Effroi

Reservoir, photography argentic, color, 110×80 cm, 2005

Reservoir, photography argentic, color, 110×80 cm, 2005

Effroi- Réservoir 2, detail, argentic photography, color, 0,35 x 0,35m, 2005

Pond with ashes, 110×80 cm, 2005

Natacha Nisic conceived the exhibition Effroi (Dread) following a trip to Auschwitz, where she had come to make the film “La porte de Birkenau” (The Gate of Birkenau) for the Shoah Memorial. At the end of filming, she took two photographs of a reservoir in the camp. In the left corner of the reservoir, on the steps leading down into the water, stood a frog. As she was about to take a second photograph, another frog emerged from the bottom of the water. It was only when she developed and enlarged these photographs that she discovered a frightening shape appearing in the stagnant water.

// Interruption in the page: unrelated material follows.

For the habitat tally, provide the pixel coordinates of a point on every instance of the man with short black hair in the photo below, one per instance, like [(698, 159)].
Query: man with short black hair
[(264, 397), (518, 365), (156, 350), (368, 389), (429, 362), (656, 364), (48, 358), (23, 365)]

The decision to question the status of this image, as well as whether or not it was possible to respond to it, came later. In March 2005, Natacha Nisic returned to the scene of this first unusual experience “to try to challenge this twist of fate: to film the action.”

In the action, the artist, barely visible in the frame, dives into the water, immediately emerges, and runs away. “This film is a response to the photographic act and what it provoked, like a reversal of the image process, a work in negative. Life returned to the surface of the water, returned to the pond and what it contains.”

Effroi is situated in a zone that questions the modes of transmission of memory. We find ourselves there, faced with terror, in between, unable to move forward or backward. Showing the photographs alongside the film questions the very status of images. “How the invisible is made visible when the photographic trace goes beyond the retinal impression. The image lies in the interstice between what we thought we saw and what we believe we see, in a field between symbolic interpretation and documentation.”

The exhibition presents other photographs, taken in or near the camp (La mare aux cendres, La Vistule) and a film, shot in Bierun, 4.5km from Oswiecim, which extend the reflection on the memory of places. The artist has also taken particular care to reproduce the sounds and songs of birds that can be heard today in the camp.

In echoing this, Natacha Nisic found a resonance with her own experience in certain works by Ossip Zadkine, created between 1943 and 1944, and through his accounts of the period.